“This is the best concert of the year,” said Neil Patrick Harris, walking onstage Sunday night to introduce Daft Punk’s first televised appearance in six years.
Without meaning to, Harris deftly summed up what the Grammys has slowly, steadily become over the past decade — a broadcast more about performances and less about prizes. (The bulk of the 82 Grammys handed out this year were awarded during a pre-show ceremony.)
But that doesn’t mean the National Academy of Recording Arts and Sciences has altogether forsaken honoring the music industry’s best and brightest.
Roughly a dozen golden gramophones were handed out Sunday during the 56th annual Grammy Awards, held at the Staples Center in Los Angeles, including four for hip-hop duo Macklemore & Ryan Lewis, who won the best new artist prize.
“Before there was a story, there was our fans,” Macklemore said, upon accepting the Grammy. “Without them, there would be no us.”
The pair also contributed to what felt like a watershed civil-rights moment with the performance of their hit, Same Love. It was a moving highlight, featuring more than 30 mostly same-sex couples getting married by Queen Latifah and featuring a cameo from Madonna.
Lorde, whose smash hit Royals was awarded song of the year, performed and also took home a Grammy for best pop solo performance.
“Thanks to everyone who has helped the song explode, because it’s been mental,” the New Zealand native said from the stage.
While the trophies were ostensibly the talk of the night, most of the biggest moments didn’t involve any thank-you speeches.
Power couple Beyonce and Jay-Z kicked things off with a sizzling performance of her hit single Drunk in Love.
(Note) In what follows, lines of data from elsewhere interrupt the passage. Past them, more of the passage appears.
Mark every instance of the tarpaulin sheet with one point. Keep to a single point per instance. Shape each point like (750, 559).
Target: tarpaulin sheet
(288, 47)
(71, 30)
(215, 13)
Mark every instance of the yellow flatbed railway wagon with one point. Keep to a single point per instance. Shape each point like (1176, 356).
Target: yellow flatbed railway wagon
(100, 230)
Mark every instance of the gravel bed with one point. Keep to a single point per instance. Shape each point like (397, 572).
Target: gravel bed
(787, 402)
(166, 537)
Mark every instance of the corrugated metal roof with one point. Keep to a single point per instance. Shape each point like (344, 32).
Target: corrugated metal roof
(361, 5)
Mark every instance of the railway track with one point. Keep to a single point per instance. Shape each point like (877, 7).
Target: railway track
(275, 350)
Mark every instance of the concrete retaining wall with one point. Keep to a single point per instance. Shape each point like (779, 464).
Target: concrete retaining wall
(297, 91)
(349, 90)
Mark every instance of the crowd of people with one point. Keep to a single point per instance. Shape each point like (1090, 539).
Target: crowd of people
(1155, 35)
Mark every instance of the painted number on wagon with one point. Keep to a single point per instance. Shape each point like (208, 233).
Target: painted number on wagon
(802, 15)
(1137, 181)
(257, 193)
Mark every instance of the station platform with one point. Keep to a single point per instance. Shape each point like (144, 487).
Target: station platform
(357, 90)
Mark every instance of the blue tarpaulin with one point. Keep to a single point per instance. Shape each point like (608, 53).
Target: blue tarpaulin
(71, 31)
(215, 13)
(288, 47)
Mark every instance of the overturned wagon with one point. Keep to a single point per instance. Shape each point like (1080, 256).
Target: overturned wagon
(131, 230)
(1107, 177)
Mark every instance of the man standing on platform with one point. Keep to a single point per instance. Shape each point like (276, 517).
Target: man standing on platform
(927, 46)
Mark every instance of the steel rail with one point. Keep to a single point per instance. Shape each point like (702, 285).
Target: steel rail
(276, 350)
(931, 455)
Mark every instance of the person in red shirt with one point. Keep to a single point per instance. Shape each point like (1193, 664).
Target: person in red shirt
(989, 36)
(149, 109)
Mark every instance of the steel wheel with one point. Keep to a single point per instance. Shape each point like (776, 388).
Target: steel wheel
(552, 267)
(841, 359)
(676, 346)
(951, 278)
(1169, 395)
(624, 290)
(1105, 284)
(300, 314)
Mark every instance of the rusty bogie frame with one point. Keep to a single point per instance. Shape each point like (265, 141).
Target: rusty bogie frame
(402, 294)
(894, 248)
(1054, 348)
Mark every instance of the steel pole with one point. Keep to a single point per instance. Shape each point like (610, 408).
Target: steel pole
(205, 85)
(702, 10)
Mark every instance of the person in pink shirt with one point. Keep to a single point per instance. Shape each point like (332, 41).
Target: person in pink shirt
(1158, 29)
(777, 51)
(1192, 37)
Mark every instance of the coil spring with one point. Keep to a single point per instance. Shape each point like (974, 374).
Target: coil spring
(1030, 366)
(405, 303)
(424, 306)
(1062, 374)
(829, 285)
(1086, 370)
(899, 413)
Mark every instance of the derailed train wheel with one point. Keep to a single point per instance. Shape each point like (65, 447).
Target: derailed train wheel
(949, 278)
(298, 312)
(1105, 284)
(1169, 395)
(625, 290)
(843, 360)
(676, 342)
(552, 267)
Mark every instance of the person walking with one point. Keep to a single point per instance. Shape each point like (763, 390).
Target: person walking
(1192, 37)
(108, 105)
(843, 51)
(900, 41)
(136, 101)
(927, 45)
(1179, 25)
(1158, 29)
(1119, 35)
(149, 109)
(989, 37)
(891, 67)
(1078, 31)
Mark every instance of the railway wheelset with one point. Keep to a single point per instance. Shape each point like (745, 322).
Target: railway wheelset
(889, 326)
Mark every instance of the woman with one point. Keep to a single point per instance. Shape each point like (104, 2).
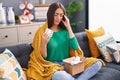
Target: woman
(49, 51)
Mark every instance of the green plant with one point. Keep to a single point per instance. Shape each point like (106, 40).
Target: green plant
(73, 7)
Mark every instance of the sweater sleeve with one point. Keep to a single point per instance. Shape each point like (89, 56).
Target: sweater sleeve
(73, 43)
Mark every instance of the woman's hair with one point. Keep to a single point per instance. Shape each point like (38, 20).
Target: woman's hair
(51, 11)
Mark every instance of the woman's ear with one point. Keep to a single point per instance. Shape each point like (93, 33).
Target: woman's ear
(1, 72)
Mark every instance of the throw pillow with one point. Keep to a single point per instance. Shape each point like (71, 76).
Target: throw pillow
(9, 64)
(102, 42)
(113, 50)
(92, 45)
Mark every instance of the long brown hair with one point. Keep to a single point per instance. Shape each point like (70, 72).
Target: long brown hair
(51, 11)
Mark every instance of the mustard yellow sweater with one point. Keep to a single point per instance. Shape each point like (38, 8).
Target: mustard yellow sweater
(39, 68)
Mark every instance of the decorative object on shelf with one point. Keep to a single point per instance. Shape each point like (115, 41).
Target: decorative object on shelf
(26, 7)
(24, 19)
(41, 12)
(42, 1)
(72, 8)
(2, 14)
(11, 16)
Daft Punk, which won album of the year for its critically adored LP Random Access Memories, teamed up with Stevie Wonder and Nile Rodgers.
Robin Thicke joined forces with Chicago to middling effect, while rapper Kendrick Lamar and alt-rock buzz band Imagine Dragons fairly exploded off the screen.
Texas artists had a good night in Los Angeles, with critical darling and East Texas native Kacey Musgraves winning a Grammy for best country album and best country song (for Merry Go ’Round), as well as performing with her band clad in lighted Nudie suits.
“I got to make a record I poured myself into, and I’m so proud of … the Nashville songwriting community that truly inspired me and made me who I am,” Musgraves said of her debut effort, Same Trailer Different Park, during her acceptance speech.
Other Texas winners at the Grammys included Denton’s Snarky Puppy, which took home honors for best R&B performance, and Crowley native Jordan Richardson, who co-produced and played drums on Ben Harper’s Get Up!, the best blues album winner, and Oak Cliff’s Edie Brickell shared a Grammy for best American roots song with collaborator Steve Martin. Guy Clark won the first Grammy of his long career for best folk album, for last year’s My Favorite Picture of You.
Elsewhere, Fort Worth natives Chet Flippo and Van Cliburn were included in the annual “In Memoriam” segment, with classical pianist Lang Lang performing in tribute to Cliburn.
Willie Nelson and Kris Kristofferson, the surviving Highwaymen, reunited to play a medley of hits, while Miranda Lambert joined forces with Green Day’s Billie Joe Armstrong to pay homage to the late Phil Everly.